To call this a thriller is an understatement. There’s one point – you’ll know it when you see it, I don’t wanna spoil anything but let’s just say “little girl, middle of the road” – where I literally almost started hyperventilating. As you may have heard, the movie covers the same succession of events – the shooting of a president followed by a series of explosions somewhere in Spain – from multiple points of view. On more than one occasion, these snippets reach an unbearable peak only to freeze and “wind back” to another perspective just before the end is revealed. It’s at times overwhelmingly effective, and to say it’s a movie with twists is the second understatement you could make of it.

For me, it’s the Forest Whitaker “segment” that will really stay with me and that I’ll come back for. It’s always interesting to see what actors do after they win an Oscar and while this does slightly follow the old, “now I’ll do a dumb blockbuster” thing that I think began with Nicolas Cage following Leaving Las Vegas with The Rock, I think more interesting here is how vastly different Whitaker’s character is here from Idi Armin. He plays almost literally a nobody who just happens to get caught up in the story and he does it so endearingly and believably I was on the verge of tears just watching him be so natural before the stuff with the little girl.

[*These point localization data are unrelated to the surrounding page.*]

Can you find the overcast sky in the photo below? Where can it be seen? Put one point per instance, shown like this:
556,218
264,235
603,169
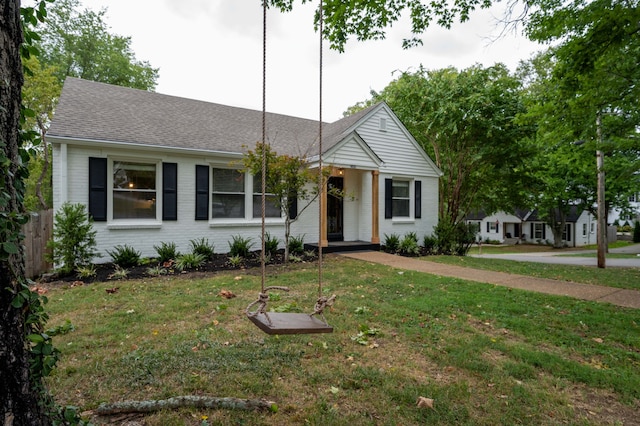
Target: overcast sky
211,50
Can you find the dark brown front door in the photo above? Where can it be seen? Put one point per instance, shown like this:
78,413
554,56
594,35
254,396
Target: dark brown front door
335,210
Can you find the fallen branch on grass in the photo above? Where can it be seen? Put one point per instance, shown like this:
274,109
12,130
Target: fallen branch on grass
188,401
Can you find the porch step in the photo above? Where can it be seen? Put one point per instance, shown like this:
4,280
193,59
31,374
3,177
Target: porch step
343,246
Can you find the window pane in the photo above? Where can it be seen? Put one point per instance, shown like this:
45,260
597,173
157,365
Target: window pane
134,204
400,208
271,206
400,189
134,175
134,195
228,180
227,205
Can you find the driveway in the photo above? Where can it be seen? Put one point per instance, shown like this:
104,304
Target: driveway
573,257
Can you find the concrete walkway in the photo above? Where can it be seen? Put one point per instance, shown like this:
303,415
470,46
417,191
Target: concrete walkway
616,296
574,257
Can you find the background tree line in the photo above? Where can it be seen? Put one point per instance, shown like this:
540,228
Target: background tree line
499,137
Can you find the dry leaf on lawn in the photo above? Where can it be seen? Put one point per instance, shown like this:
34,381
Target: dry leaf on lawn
424,402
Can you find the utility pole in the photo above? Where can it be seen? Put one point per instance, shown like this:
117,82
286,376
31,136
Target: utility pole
602,214
602,217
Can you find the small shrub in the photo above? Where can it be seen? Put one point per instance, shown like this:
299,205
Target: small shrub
455,239
125,256
409,245
391,243
202,247
88,271
296,245
236,261
166,251
411,235
74,239
430,244
119,274
156,271
295,258
240,246
270,244
190,261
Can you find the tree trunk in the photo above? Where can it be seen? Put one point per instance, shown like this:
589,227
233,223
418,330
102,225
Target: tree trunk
19,397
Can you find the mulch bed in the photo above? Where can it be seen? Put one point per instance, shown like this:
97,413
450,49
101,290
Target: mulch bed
219,262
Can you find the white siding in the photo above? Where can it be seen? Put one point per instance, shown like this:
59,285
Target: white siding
351,155
400,153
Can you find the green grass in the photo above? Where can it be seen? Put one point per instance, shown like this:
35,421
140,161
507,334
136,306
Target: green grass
486,354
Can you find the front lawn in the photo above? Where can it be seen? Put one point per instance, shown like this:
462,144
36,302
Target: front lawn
628,278
485,354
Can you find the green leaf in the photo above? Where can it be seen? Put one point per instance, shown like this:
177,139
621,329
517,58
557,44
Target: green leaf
35,338
10,247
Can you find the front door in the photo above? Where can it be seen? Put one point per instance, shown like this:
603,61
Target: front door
335,210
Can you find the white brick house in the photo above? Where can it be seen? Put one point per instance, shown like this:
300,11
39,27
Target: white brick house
154,168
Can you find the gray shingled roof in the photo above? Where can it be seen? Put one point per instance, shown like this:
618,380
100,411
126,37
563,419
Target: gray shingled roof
96,111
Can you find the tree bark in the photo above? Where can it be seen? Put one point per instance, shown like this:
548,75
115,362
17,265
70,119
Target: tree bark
19,397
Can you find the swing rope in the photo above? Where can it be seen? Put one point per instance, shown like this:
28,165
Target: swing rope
263,296
322,302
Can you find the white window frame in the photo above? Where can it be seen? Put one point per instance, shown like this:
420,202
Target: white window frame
538,230
410,198
213,192
248,217
136,222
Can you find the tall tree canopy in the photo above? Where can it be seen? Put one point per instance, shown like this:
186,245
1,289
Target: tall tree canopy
73,42
78,44
465,121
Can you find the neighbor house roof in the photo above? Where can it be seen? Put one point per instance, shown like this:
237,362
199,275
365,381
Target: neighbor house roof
101,112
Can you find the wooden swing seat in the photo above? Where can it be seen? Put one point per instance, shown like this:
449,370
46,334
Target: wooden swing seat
290,323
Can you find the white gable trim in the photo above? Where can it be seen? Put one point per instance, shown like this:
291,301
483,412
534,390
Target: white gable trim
407,134
361,156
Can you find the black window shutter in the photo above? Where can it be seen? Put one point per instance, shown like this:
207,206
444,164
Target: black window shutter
98,188
169,191
202,192
293,205
418,199
388,198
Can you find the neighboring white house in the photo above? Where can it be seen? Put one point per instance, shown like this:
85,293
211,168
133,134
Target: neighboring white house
631,216
525,226
154,168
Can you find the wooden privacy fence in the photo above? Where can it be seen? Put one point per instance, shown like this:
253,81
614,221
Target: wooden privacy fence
37,232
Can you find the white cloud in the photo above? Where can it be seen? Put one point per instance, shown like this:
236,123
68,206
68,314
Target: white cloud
212,51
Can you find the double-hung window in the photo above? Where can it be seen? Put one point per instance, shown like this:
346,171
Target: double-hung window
272,209
401,198
228,194
134,190
538,231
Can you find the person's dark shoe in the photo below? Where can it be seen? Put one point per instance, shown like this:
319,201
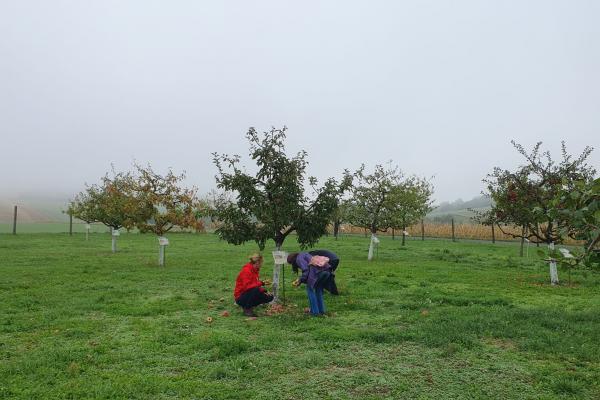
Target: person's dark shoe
248,312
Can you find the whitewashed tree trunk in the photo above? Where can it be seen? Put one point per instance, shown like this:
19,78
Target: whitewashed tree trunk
553,269
161,255
374,241
275,287
114,233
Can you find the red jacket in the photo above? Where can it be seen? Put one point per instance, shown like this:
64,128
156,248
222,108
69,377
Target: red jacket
247,279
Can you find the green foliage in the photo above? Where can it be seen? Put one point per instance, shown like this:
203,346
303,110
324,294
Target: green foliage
162,203
272,203
525,197
410,201
386,199
438,320
577,208
113,202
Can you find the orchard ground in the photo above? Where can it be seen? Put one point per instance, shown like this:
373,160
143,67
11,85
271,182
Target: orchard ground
433,319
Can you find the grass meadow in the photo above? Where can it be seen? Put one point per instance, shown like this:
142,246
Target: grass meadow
430,320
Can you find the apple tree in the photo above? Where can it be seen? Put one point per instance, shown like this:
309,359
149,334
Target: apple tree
526,197
164,204
272,203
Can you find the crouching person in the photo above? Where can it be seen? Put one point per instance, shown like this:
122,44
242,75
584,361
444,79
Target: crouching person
249,289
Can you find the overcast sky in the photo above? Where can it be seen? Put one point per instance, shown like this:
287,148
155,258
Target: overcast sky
439,87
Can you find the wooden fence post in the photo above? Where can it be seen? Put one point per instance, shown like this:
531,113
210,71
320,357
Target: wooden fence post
453,237
15,222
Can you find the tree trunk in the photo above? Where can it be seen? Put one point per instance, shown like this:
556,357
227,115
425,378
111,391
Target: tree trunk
276,271
372,245
553,269
161,255
522,241
403,235
15,222
114,233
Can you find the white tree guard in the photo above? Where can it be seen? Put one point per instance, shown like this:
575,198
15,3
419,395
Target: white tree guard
280,258
115,234
162,243
553,269
374,242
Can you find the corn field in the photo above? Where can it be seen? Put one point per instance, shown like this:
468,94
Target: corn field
461,231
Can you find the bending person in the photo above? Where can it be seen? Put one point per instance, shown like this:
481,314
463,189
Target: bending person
249,290
334,261
316,271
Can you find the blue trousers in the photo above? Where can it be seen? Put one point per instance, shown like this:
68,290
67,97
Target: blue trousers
315,300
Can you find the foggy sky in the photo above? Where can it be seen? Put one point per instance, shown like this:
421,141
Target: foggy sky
439,87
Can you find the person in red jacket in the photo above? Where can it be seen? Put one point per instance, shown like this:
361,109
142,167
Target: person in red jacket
249,290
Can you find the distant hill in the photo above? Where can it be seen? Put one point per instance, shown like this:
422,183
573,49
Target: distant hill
459,210
33,209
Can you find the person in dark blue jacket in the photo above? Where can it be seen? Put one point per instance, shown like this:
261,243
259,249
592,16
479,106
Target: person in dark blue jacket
318,269
334,261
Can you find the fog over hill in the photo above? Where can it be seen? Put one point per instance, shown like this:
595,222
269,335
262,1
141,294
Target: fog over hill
33,208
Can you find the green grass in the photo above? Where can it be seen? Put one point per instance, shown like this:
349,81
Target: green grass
51,227
434,319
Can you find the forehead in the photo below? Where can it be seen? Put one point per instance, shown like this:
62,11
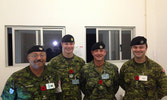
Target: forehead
142,45
67,42
98,50
39,52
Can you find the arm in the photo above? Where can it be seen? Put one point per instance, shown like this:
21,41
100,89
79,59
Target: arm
162,83
121,78
9,92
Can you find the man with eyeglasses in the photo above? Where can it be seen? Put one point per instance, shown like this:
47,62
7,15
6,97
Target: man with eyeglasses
33,82
141,77
68,66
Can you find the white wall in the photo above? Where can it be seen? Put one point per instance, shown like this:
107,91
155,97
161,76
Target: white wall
76,14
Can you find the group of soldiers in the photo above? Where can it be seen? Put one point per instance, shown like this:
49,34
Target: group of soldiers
66,76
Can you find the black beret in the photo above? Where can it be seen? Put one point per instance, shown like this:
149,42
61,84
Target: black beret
36,48
68,38
98,45
139,40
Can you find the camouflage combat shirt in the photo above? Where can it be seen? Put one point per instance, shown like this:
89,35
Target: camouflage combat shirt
145,81
99,86
24,85
68,69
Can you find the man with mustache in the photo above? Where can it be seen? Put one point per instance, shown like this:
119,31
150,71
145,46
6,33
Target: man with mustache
68,66
99,78
141,77
33,82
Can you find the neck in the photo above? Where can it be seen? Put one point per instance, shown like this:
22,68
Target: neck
37,72
70,55
140,60
99,63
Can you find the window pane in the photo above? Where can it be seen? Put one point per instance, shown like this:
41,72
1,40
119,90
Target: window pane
90,40
52,42
24,39
104,36
115,47
10,51
126,50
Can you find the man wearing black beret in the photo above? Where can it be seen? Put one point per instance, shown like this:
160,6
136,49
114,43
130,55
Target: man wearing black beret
99,78
68,66
141,77
33,82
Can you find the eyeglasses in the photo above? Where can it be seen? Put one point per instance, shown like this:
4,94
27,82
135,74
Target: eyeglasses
36,55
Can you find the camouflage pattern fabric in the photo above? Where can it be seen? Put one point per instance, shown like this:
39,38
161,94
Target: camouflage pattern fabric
24,85
154,88
96,87
69,73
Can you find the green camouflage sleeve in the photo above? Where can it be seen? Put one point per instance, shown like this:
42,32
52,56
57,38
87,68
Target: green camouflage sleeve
162,83
116,80
121,77
9,92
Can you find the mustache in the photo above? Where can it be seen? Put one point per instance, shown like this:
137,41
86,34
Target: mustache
39,60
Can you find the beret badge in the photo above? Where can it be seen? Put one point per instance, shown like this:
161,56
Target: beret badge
72,39
101,47
141,42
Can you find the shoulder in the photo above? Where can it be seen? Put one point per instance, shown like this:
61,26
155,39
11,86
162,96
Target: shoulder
127,65
78,58
55,59
88,66
153,63
110,65
18,74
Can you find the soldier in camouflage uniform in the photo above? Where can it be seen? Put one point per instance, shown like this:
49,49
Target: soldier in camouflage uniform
32,82
68,66
99,79
141,77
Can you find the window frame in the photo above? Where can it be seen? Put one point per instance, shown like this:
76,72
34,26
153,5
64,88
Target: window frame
23,27
111,28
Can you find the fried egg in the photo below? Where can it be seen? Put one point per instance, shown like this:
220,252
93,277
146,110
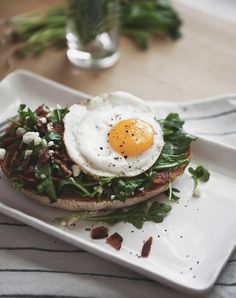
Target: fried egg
113,135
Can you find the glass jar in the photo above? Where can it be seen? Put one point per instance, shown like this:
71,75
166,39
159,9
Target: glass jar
92,32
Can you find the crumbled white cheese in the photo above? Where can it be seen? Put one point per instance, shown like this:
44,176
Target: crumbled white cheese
2,153
20,131
50,152
196,192
75,170
30,136
37,141
50,143
28,153
44,143
43,120
50,126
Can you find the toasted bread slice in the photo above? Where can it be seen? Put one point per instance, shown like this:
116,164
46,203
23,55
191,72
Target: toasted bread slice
74,202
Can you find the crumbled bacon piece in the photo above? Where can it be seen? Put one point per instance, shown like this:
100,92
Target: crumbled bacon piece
161,178
41,111
100,232
44,155
146,248
63,166
115,240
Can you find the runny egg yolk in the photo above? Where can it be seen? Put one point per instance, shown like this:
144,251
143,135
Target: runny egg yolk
131,137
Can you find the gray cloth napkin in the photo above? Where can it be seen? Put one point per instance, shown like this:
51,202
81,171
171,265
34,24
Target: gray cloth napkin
33,264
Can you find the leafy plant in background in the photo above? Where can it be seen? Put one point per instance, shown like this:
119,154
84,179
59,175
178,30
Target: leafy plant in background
139,20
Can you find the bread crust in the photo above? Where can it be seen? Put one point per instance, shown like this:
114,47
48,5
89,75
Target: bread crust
74,202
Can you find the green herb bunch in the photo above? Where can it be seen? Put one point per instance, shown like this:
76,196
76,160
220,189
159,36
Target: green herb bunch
139,20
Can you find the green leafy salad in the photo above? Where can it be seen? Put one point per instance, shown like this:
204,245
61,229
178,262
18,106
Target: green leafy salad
35,158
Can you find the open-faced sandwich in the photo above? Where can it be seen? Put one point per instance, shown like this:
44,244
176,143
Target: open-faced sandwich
105,153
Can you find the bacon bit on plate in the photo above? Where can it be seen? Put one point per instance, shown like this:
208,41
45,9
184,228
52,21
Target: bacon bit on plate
100,232
146,248
41,111
115,240
161,178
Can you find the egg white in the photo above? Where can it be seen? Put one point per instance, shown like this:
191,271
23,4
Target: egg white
86,135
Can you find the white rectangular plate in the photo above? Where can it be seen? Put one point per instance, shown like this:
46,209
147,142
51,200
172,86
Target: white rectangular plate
195,240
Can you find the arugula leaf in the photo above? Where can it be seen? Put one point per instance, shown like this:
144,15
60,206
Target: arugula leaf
43,173
170,193
140,20
57,115
136,215
21,108
198,174
17,183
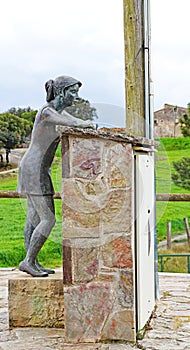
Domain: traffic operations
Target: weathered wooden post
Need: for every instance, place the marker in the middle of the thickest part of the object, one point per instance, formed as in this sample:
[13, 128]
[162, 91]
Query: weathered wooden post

No, it’s not up there with the 70s classics – it’d need to be 30 minutes longer and put in a blender with either last year’s American Gangster or Zodiac for that. It is, however, the kind of pure ride I haven’t seen in a while. I remember the interviews with Jennifer Garner and Jamie Foxx over last year’s The Kingdom and while I got nothing from that production it almost seems like this is the movie they were selling. I really loved it.



The Kingdom

The Kingdom 3 star

Thursday, January 10th, 2008

Though it has an array of impressive action sequences and performances , I found this overall just a little too cheesy, especially considering it was written by Matthew Michael Carnahan who wrote the briskly engaging Lions for Lambs. Like, take Jennifer Garner’s character – though I liked her in the role (sorry to sound surprised, I just always still get her mixed up with Jessica Alba and Biel who aren’t quite so consistently impressive), literally the only thing that sets her apart from the others is this huge, “I’m the only woman here!” whine that’s shamefully overdone … here she is bursting into tears in the brief room; here she tells the soldiers not to cross the “pink line”; it feels like we’re meant to be impressed by a woman braving such situations but, oh dear, there she goes again crying over the coffins going home; I find it funny I haven’t got around to finishing this review until after seeing the other day’s “Daily Show” with the thing about Hilary Clinton’s “emotional moment”, ‘cos it’s kinda similarly infuriating, like, look, she’s a woman – see? emotional. Wow. Also, the marble thing I’d been told would be like a “Bruce Willis Sixth Sense moment!” really didn’t wow me much, and the overall message of, “ooh we’re all the same afterall!” was frankly done better in that moment at the end of Volcano when the little boy comments on everyone all caked in ash. Throw it on the “dazzlingly … empty” pile. Suddenly I feel like I’m seeing where all the “it was a bad year” guys were coming from with my recent watchlist. Is it too much to ask for a movie to be a movie from start to finish?